道案内のルートが言う、その「順調」という言葉が気に食わない。
午前中いっぱい、我は不慣れな山道と動きの鈍い体に悪戦苦闘し続け、不甲斐無いことにその歩みは非常にのろく、距離はあまり稼げていないはずだった。その上で「順調」とは、つまりそんな〈勇者〉の状態を始めから見込んだ上での旅程だったということに他ならない。周到なことだ。その通りになっているのが、我には不服だった。しかしこれは表には出せない。情けない。
やはり、頭でだけ了解するのと、その身を以て体感するのとでは違った。
全身の感覚が鈍い。体が重い。それだけでも勝手が違うのに、尻尾までが無いせいで上手く体勢を保てない。それらは予想していた以上にひとつひとつの動きに影響を与えて、大いに煩わしかった。腹の底に重く澱んだものが溜まっていく気がした。

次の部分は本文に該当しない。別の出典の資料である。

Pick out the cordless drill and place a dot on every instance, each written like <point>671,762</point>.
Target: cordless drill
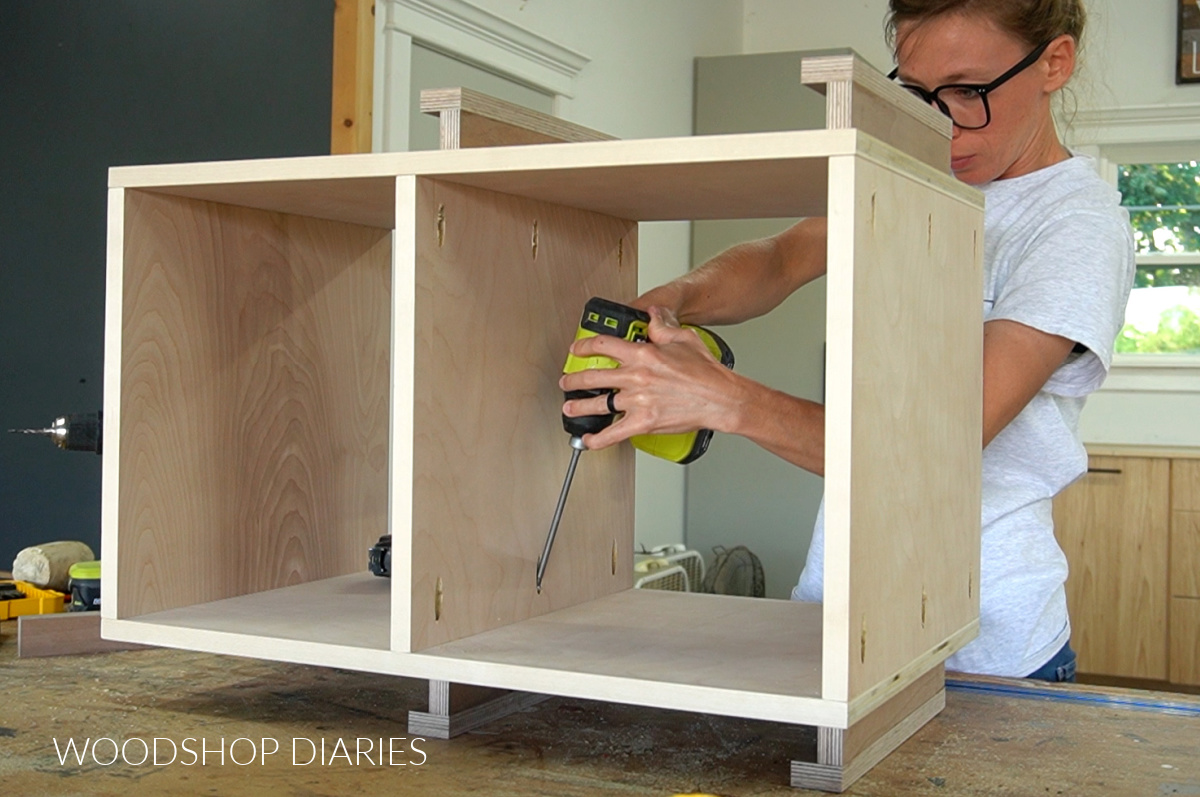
<point>604,317</point>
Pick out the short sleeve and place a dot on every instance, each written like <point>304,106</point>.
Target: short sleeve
<point>1073,279</point>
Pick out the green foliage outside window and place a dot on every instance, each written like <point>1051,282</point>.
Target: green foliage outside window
<point>1164,210</point>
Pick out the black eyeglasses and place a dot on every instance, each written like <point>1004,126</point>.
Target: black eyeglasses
<point>966,103</point>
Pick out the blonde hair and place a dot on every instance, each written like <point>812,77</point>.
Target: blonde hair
<point>1032,21</point>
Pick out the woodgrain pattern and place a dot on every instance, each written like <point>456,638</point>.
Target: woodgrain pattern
<point>1186,641</point>
<point>456,708</point>
<point>1185,553</point>
<point>501,283</point>
<point>253,408</point>
<point>1186,484</point>
<point>469,118</point>
<point>903,427</point>
<point>1113,526</point>
<point>840,747</point>
<point>858,95</point>
<point>765,652</point>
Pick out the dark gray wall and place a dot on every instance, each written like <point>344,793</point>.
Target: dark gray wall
<point>85,85</point>
<point>739,493</point>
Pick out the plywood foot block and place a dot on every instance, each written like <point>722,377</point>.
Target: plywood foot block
<point>457,708</point>
<point>846,755</point>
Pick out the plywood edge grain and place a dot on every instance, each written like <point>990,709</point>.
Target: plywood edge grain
<point>466,101</point>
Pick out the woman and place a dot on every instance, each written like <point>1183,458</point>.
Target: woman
<point>1059,265</point>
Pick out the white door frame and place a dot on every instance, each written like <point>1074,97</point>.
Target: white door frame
<point>466,33</point>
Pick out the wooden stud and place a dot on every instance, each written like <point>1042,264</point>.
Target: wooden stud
<point>353,76</point>
<point>471,119</point>
<point>844,755</point>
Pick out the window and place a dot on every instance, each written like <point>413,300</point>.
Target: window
<point>1163,199</point>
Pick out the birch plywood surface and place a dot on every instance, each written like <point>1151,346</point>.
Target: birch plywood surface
<point>253,411</point>
<point>501,283</point>
<point>756,175</point>
<point>903,429</point>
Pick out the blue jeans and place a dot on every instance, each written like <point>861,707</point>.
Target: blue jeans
<point>1060,667</point>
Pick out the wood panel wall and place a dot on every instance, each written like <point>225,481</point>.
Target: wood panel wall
<point>903,425</point>
<point>501,285</point>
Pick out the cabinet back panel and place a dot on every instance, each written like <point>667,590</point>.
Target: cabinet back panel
<point>253,414</point>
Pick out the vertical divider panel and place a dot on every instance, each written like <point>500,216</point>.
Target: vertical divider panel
<point>253,400</point>
<point>839,395</point>
<point>501,285</point>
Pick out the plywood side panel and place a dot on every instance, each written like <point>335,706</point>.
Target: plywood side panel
<point>501,285</point>
<point>253,437</point>
<point>1185,553</point>
<point>1186,641</point>
<point>1113,526</point>
<point>903,550</point>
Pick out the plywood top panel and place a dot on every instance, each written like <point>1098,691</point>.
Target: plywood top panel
<point>750,175</point>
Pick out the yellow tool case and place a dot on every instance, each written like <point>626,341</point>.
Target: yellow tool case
<point>35,601</point>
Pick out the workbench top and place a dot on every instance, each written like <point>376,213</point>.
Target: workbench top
<point>994,737</point>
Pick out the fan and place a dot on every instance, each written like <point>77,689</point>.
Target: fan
<point>671,577</point>
<point>736,571</point>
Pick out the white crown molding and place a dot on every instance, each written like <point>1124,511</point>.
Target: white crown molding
<point>468,33</point>
<point>1134,124</point>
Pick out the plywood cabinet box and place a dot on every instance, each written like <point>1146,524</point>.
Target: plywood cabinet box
<point>304,354</point>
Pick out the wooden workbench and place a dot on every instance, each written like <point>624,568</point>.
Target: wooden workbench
<point>993,737</point>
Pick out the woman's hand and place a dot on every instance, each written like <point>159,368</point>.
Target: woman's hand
<point>669,385</point>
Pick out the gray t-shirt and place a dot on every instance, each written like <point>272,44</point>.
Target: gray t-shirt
<point>1059,257</point>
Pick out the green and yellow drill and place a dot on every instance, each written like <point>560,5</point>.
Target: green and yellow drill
<point>604,317</point>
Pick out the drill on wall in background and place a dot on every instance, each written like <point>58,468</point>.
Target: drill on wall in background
<point>77,432</point>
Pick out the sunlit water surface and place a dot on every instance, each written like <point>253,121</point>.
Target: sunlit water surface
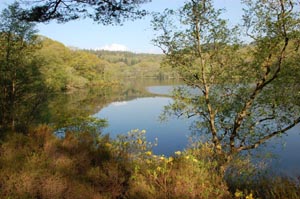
<point>173,135</point>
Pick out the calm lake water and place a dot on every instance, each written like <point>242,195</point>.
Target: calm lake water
<point>143,113</point>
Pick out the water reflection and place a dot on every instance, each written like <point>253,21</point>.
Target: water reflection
<point>143,113</point>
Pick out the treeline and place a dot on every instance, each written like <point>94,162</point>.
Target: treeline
<point>66,69</point>
<point>134,65</point>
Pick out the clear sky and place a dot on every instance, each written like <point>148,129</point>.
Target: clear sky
<point>133,36</point>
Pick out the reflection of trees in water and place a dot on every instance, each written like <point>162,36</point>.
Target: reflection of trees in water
<point>64,107</point>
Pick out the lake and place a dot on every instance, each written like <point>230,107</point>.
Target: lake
<point>142,112</point>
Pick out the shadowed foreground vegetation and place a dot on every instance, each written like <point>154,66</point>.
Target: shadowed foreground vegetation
<point>84,165</point>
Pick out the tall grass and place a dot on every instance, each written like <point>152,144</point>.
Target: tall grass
<point>82,165</point>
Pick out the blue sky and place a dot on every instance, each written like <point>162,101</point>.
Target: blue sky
<point>133,36</point>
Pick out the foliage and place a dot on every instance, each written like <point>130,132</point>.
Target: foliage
<point>101,11</point>
<point>22,89</point>
<point>237,91</point>
<point>83,164</point>
<point>133,65</point>
<point>66,69</point>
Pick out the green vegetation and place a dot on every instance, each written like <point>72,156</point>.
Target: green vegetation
<point>22,89</point>
<point>134,65</point>
<point>241,101</point>
<point>65,69</point>
<point>86,165</point>
<point>241,98</point>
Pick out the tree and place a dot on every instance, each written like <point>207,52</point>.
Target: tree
<point>240,93</point>
<point>101,11</point>
<point>22,91</point>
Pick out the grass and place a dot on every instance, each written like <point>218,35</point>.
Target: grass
<point>82,165</point>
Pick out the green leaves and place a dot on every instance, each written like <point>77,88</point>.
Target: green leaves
<point>239,100</point>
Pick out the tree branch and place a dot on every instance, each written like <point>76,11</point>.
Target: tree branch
<point>264,139</point>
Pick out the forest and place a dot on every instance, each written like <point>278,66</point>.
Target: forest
<point>247,94</point>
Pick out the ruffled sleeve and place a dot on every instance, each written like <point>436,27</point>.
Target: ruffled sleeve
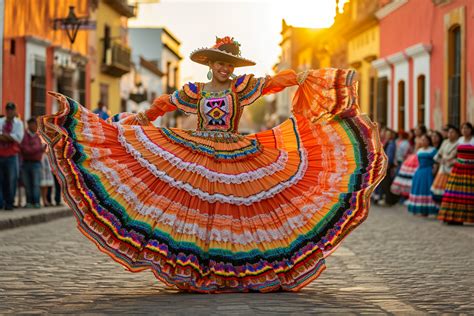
<point>160,106</point>
<point>186,99</point>
<point>250,88</point>
<point>328,91</point>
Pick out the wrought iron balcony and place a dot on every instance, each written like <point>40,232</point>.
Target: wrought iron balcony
<point>122,7</point>
<point>117,61</point>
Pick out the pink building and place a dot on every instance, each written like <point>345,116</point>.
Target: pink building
<point>426,65</point>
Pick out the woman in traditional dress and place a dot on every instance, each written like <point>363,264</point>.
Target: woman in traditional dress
<point>420,201</point>
<point>457,206</point>
<point>401,185</point>
<point>211,210</point>
<point>445,158</point>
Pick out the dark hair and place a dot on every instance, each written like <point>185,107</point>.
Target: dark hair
<point>440,138</point>
<point>428,138</point>
<point>422,129</point>
<point>403,135</point>
<point>454,128</point>
<point>469,125</point>
<point>10,105</point>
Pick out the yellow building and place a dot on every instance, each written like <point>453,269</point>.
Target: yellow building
<point>38,56</point>
<point>109,52</point>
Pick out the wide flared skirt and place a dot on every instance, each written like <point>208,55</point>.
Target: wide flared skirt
<point>216,212</point>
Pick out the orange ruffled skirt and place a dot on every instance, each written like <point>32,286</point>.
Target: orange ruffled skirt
<point>221,212</point>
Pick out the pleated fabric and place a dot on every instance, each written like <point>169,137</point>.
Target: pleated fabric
<point>458,199</point>
<point>216,212</point>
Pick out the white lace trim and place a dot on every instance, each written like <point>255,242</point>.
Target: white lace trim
<point>210,175</point>
<point>178,226</point>
<point>217,197</point>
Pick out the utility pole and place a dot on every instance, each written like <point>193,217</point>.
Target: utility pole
<point>2,18</point>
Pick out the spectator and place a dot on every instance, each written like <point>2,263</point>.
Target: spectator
<point>102,110</point>
<point>32,152</point>
<point>420,201</point>
<point>445,157</point>
<point>436,139</point>
<point>457,205</point>
<point>402,183</point>
<point>46,180</point>
<point>11,135</point>
<point>403,149</point>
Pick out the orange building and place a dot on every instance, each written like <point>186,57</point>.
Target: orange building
<point>38,58</point>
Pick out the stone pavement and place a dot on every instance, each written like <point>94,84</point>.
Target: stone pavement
<point>23,216</point>
<point>394,263</point>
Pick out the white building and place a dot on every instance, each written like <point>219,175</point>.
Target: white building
<point>156,58</point>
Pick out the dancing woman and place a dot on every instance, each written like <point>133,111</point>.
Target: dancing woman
<point>211,210</point>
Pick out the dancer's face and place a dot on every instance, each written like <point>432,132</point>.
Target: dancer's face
<point>466,131</point>
<point>453,135</point>
<point>221,70</point>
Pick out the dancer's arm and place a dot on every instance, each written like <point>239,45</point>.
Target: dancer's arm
<point>160,106</point>
<point>184,100</point>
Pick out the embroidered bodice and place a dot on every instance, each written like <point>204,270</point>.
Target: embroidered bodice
<point>219,111</point>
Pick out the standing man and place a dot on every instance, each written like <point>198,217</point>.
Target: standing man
<point>32,151</point>
<point>11,135</point>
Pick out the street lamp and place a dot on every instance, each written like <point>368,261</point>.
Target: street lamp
<point>71,24</point>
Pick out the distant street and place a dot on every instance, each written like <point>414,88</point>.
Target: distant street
<point>394,263</point>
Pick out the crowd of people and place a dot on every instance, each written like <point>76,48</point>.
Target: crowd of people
<point>24,165</point>
<point>431,172</point>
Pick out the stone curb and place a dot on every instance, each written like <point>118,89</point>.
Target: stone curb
<point>33,218</point>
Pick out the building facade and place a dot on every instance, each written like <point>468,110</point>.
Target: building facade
<point>426,75</point>
<point>161,47</point>
<point>109,51</point>
<point>37,58</point>
<point>363,47</point>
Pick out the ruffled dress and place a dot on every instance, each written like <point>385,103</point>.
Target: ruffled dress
<point>401,185</point>
<point>210,210</point>
<point>420,200</point>
<point>458,199</point>
<point>445,157</point>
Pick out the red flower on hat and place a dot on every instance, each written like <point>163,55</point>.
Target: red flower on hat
<point>225,40</point>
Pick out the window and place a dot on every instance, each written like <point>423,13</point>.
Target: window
<point>454,76</point>
<point>401,105</point>
<point>81,86</point>
<point>65,82</point>
<point>382,100</point>
<point>107,42</point>
<point>12,46</point>
<point>104,94</point>
<point>38,89</point>
<point>372,98</point>
<point>421,102</point>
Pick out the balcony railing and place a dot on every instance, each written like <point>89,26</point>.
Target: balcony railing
<point>117,61</point>
<point>122,7</point>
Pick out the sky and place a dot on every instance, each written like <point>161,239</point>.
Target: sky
<point>255,24</point>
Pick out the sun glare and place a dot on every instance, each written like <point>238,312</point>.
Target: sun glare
<point>308,13</point>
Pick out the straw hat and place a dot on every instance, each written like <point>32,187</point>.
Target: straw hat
<point>226,49</point>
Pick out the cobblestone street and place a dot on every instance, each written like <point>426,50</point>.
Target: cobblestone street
<point>394,263</point>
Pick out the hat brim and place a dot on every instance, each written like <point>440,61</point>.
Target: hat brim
<point>204,55</point>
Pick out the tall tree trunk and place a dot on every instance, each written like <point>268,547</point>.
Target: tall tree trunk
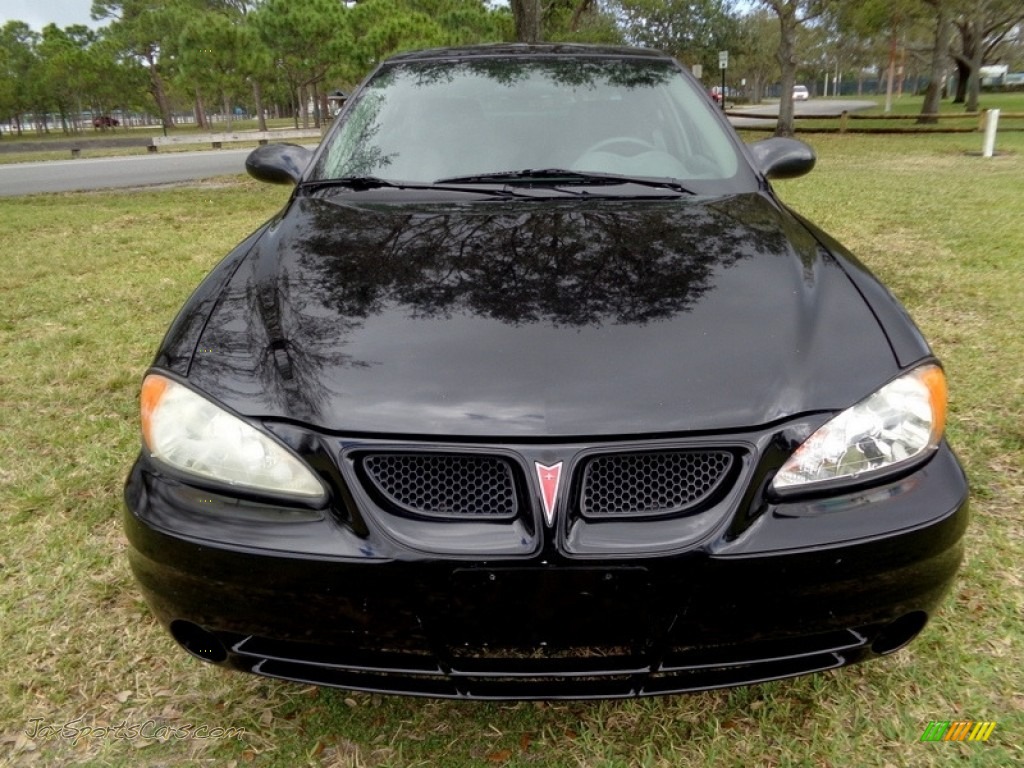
<point>160,93</point>
<point>227,110</point>
<point>937,71</point>
<point>977,59</point>
<point>200,109</point>
<point>963,78</point>
<point>890,74</point>
<point>527,15</point>
<point>258,99</point>
<point>787,62</point>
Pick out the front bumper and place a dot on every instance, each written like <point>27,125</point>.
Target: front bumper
<point>299,594</point>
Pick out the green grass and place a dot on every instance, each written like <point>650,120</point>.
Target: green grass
<point>88,284</point>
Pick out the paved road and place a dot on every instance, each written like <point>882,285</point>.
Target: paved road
<point>100,173</point>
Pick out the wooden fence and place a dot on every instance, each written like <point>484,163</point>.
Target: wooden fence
<point>846,122</point>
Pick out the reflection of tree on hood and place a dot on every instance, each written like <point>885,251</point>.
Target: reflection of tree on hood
<point>613,263</point>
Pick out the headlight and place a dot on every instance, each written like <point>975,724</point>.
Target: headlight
<point>899,423</point>
<point>194,435</point>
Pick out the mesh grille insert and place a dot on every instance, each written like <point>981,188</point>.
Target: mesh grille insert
<point>652,483</point>
<point>444,484</point>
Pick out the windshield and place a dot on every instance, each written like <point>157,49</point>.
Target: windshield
<point>429,121</point>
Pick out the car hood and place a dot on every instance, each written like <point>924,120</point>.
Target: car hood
<point>539,320</point>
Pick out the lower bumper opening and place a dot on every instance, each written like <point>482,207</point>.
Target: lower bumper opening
<point>520,674</point>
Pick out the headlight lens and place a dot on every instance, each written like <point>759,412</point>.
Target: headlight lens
<point>190,433</point>
<point>894,426</point>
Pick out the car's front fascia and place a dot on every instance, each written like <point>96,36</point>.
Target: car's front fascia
<point>547,598</point>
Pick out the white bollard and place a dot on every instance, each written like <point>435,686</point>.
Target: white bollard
<point>991,122</point>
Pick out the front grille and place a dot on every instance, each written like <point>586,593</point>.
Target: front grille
<point>444,484</point>
<point>664,482</point>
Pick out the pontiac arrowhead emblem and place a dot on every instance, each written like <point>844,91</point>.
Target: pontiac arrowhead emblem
<point>549,477</point>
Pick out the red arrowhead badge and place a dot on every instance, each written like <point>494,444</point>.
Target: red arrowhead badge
<point>549,477</point>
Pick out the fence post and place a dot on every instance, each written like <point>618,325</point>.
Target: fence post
<point>991,125</point>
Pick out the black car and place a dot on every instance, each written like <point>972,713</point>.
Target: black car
<point>536,389</point>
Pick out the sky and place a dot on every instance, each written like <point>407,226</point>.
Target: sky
<point>38,13</point>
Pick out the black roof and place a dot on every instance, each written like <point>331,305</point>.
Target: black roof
<point>527,49</point>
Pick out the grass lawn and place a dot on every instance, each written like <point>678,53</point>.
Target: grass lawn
<point>88,284</point>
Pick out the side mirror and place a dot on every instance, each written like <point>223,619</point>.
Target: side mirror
<point>782,158</point>
<point>278,164</point>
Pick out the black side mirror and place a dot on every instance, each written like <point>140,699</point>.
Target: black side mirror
<point>279,164</point>
<point>782,158</point>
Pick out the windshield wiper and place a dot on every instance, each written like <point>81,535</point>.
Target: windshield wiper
<point>562,176</point>
<point>361,183</point>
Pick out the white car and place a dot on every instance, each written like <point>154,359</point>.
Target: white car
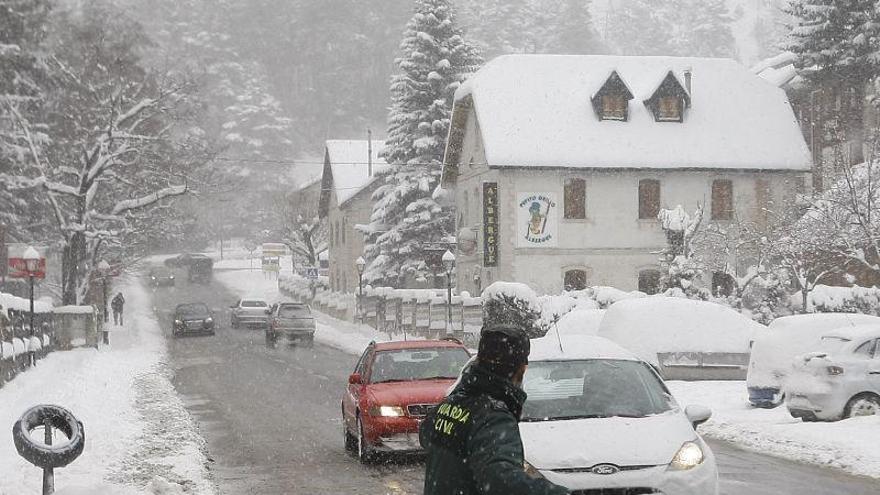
<point>250,312</point>
<point>841,379</point>
<point>787,337</point>
<point>599,418</point>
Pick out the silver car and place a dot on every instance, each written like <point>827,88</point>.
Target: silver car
<point>293,321</point>
<point>250,313</point>
<point>840,380</point>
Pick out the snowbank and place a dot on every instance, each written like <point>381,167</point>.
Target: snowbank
<point>666,324</point>
<point>852,445</point>
<point>789,336</point>
<point>138,434</point>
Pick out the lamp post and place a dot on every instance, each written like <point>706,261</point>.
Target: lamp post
<point>448,260</point>
<point>360,263</point>
<point>32,265</point>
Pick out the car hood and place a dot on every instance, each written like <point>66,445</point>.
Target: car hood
<point>583,443</point>
<point>414,392</point>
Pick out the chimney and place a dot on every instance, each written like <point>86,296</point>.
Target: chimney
<point>369,153</point>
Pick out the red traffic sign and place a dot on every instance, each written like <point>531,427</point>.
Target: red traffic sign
<point>18,268</point>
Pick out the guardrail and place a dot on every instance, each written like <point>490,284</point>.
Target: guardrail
<point>396,312</point>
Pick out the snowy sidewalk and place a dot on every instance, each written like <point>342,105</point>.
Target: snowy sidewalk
<point>139,437</point>
<point>345,336</point>
<point>852,445</point>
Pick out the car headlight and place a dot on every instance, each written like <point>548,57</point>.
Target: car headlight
<point>532,471</point>
<point>387,411</point>
<point>689,456</point>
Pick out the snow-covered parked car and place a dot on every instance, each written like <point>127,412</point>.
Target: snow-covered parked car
<point>839,379</point>
<point>252,312</point>
<point>600,420</point>
<point>787,337</point>
<point>684,339</point>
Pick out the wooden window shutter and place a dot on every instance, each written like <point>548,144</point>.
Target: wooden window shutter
<point>722,199</point>
<point>574,198</point>
<point>649,198</point>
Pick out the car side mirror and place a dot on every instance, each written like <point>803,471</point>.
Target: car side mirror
<point>697,415</point>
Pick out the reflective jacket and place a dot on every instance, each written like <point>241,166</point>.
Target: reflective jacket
<point>473,443</point>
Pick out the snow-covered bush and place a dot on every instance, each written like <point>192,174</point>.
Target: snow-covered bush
<point>514,303</point>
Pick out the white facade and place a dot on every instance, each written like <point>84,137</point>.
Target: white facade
<point>611,244</point>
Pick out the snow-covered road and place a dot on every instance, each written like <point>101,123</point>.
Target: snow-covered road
<point>139,436</point>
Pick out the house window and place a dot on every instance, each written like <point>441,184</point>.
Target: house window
<point>649,198</point>
<point>722,199</point>
<point>723,284</point>
<point>575,196</point>
<point>649,281</point>
<point>669,108</point>
<point>575,280</point>
<point>614,107</point>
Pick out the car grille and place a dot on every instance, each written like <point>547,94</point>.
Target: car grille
<point>616,491</point>
<point>419,410</point>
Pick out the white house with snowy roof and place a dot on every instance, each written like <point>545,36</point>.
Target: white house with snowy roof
<point>560,164</point>
<point>349,178</point>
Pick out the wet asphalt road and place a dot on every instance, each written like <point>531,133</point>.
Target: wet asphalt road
<point>271,418</point>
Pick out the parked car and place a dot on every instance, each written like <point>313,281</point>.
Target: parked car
<point>840,379</point>
<point>293,321</point>
<point>192,318</point>
<point>672,334</point>
<point>183,260</point>
<point>392,388</point>
<point>598,419</point>
<point>250,312</point>
<point>787,337</point>
<point>161,277</point>
<point>200,270</point>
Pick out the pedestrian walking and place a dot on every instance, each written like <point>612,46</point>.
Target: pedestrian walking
<point>118,304</point>
<point>472,438</point>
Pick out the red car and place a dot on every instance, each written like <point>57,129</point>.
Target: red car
<point>393,386</point>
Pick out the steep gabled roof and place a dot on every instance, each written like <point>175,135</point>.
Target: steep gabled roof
<point>346,169</point>
<point>534,111</point>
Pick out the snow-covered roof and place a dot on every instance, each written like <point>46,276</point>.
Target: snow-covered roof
<point>349,166</point>
<point>576,347</point>
<point>535,111</point>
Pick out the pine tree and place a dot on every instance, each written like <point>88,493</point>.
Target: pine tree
<point>839,38</point>
<point>434,61</point>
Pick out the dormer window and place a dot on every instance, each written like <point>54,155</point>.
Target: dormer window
<point>611,102</point>
<point>669,100</point>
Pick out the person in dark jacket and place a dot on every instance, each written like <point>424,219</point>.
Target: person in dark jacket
<point>118,304</point>
<point>472,438</point>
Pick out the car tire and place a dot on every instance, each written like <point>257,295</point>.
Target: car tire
<point>363,450</point>
<point>862,405</point>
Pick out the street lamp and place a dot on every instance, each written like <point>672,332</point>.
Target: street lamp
<point>32,264</point>
<point>360,263</point>
<point>448,260</point>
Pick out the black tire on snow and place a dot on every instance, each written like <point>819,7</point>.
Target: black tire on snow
<point>49,456</point>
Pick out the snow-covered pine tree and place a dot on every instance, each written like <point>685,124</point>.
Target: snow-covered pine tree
<point>837,38</point>
<point>22,77</point>
<point>705,29</point>
<point>434,61</point>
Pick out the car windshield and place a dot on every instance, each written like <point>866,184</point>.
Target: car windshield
<point>596,388</point>
<point>195,309</point>
<point>294,312</point>
<point>418,364</point>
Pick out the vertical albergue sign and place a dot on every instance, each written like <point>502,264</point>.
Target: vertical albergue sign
<point>490,224</point>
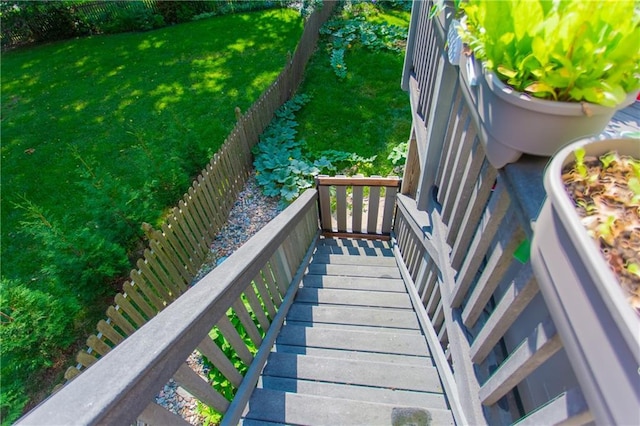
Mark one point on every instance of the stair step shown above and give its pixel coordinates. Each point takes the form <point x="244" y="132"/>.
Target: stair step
<point x="354" y="283"/>
<point x="354" y="392"/>
<point x="347" y="242"/>
<point x="355" y="270"/>
<point x="342" y="259"/>
<point x="353" y="297"/>
<point x="254" y="422"/>
<point x="353" y="372"/>
<point x="354" y="315"/>
<point x="291" y="408"/>
<point x="380" y="342"/>
<point x="353" y="355"/>
<point x="355" y="251"/>
<point x="348" y="327"/>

だから知らない世界の景色で気を紛らわしていたのだ。その結果、足下が疎かになって悪路に転んだとしても、それは仕方のないことだった。全てがもの珍しく、気を惹かれなかったとは言わないが。
そんな煩わしさも、時が経ち、体を動かすにつれて次第に良くなっていた。
体の内側にある力の総量に変わりはない。しかし浮ついていたものが器に馴染んで落ち着いたような、そんな感じがする。それでか、妙に隔たりがあった感覚や動作までの僅かな時差が、少しは改善されたようだ。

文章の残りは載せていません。